Pelvic tilt, measured as the angle between the line from the mid-axis of the femoral heads to the midpoint of the S1 plate and a vertical line: 0 (non-pathologic) < 20°, + (mild deformity) between 20° and 30°, and ++ (marked deformity) > 30°

The SRS-Schwab classification provides a framework for interpreting radiographic parameters by incorporating the current base of knowledge regarding sagittal alignment, spinopelvic parameters, and compensatory measures [27]. The classification has been validated using patient-reported outcomes for both operative and nonoperative patients [30, 31]. When combined with clinical judgment, the SRS-Schwab classification can guide treatment in adult scoliosis patients. Prospective studies have validated the classification in follow-up studies, relating improvement in SRS-Schwab classification with higher HRQOL scores [32].

Future Directions

Sagittal alignment and spinopelvic parameters have allowed surgeons to pursue evidence-based radiographic goals anchored in patient-reported outcomes. Still, complications persist, and outcomes are not perfect. Several parameters show promise with regard to predicting complications and patient dissatisfaction beyond those described by the SRS-Schwab classification. Patients with severe sagittal malalignment, unsurprisingly, have poorer outcomes than those with mild or moderate deformities. High preoperative PT and SVA have been specifically shown to increase the risk of poor surgical outcomes. Poor postoperative alignment is a common cause of patient dissatisfaction and low HRQOLs; careful and adequate planning is critical in providing the proper degree of sagittal correction tailored to each individual patient. Postsurgical reciprocal changes, e.g., alterations in TK after lumber realignment surgery, have been observed. Surgical planning will need to account for these changes, although they are currently still difficult to predict.

Staying true to the global nature of malalignment, concomitant cervical deformity is also not uncommon in adult thoracolumbar disease. 53% of thoracolumbar deformity patients have cervical deformity, either as a compensatory mechanism or as a primary disease process [33]. New cervical deformity has also been found in 48% of post-op patients, as has improvements in preoperative cervical deformity following thoracolumbar realignment [19, 20, 22, 34]. This is a logical extension of the chain of interdependence connecting the pelvis and thoracolumbar spine.

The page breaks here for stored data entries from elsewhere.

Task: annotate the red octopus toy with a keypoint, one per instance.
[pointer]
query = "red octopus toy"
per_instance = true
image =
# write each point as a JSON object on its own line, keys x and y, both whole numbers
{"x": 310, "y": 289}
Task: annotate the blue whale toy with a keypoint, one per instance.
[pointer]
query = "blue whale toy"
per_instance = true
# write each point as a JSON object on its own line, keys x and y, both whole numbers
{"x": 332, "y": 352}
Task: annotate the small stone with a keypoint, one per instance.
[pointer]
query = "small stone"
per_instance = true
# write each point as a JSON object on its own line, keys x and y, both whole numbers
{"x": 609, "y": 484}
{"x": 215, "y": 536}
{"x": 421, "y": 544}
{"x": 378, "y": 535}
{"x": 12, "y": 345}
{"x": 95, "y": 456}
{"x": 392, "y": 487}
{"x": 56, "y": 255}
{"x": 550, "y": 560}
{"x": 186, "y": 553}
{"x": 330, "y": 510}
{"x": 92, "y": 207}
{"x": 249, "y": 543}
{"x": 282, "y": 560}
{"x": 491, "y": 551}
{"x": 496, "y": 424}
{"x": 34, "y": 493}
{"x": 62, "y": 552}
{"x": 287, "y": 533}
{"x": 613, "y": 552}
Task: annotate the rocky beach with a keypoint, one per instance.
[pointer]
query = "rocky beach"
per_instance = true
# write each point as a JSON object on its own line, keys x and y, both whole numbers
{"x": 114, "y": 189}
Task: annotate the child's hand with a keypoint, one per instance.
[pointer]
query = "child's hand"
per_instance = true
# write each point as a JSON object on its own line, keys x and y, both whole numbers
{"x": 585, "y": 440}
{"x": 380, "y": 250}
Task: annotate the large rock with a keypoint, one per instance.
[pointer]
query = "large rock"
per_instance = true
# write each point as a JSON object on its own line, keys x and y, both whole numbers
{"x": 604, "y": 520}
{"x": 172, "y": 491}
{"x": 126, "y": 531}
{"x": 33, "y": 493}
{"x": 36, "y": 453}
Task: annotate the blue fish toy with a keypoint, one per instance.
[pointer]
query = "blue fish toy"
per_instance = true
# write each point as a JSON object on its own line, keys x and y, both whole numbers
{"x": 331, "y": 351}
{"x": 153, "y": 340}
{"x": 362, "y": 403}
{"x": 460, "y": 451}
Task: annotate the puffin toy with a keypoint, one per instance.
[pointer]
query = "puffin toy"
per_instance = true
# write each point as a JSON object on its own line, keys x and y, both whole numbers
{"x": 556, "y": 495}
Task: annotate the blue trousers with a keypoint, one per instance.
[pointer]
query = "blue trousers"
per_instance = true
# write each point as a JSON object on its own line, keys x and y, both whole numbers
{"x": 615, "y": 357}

Radiographic parameters to quantify and predict cervical deformity are currently being studied, including T1 angle, T1 spinopelvic inclination, C2-T1 SVA, and cervical lordosis. T1 spinopelvic inclination also correlates with HRQOL outcome scores in adult scoliosis patients [23, 26]. Caudal to the spinopelvic axis, studies are being directed at knee flexion, another compensatory mechanism with similar biomechanics to pelvic tilt.

Predicting outcomes from adult scoliosis surgery has proven difficult. Patients on either end of the disease spectrum tend to improve after surgery; it is those who fall between the extremes—the majority of patients—that have mixed results. Poor outcomes occur even after a successful sagittal realignment. This emphasizes the need for further studies to determine if there are radiographic parameters that can be further optimized to increase chances of obtaining good clinical results.

Conclusion

Radiographic parameters, clinically backed with patient-reported outcomes, are both useful in the baseline evaluation of and the treatment selection for adult spinal deformity patients. With the spinopelvic parameters and the SRS-Schwab classification in mind, a framework has been established to deliver a more personalized surgical approach, resulting in better clinical outcomes and greater patient satisfaction.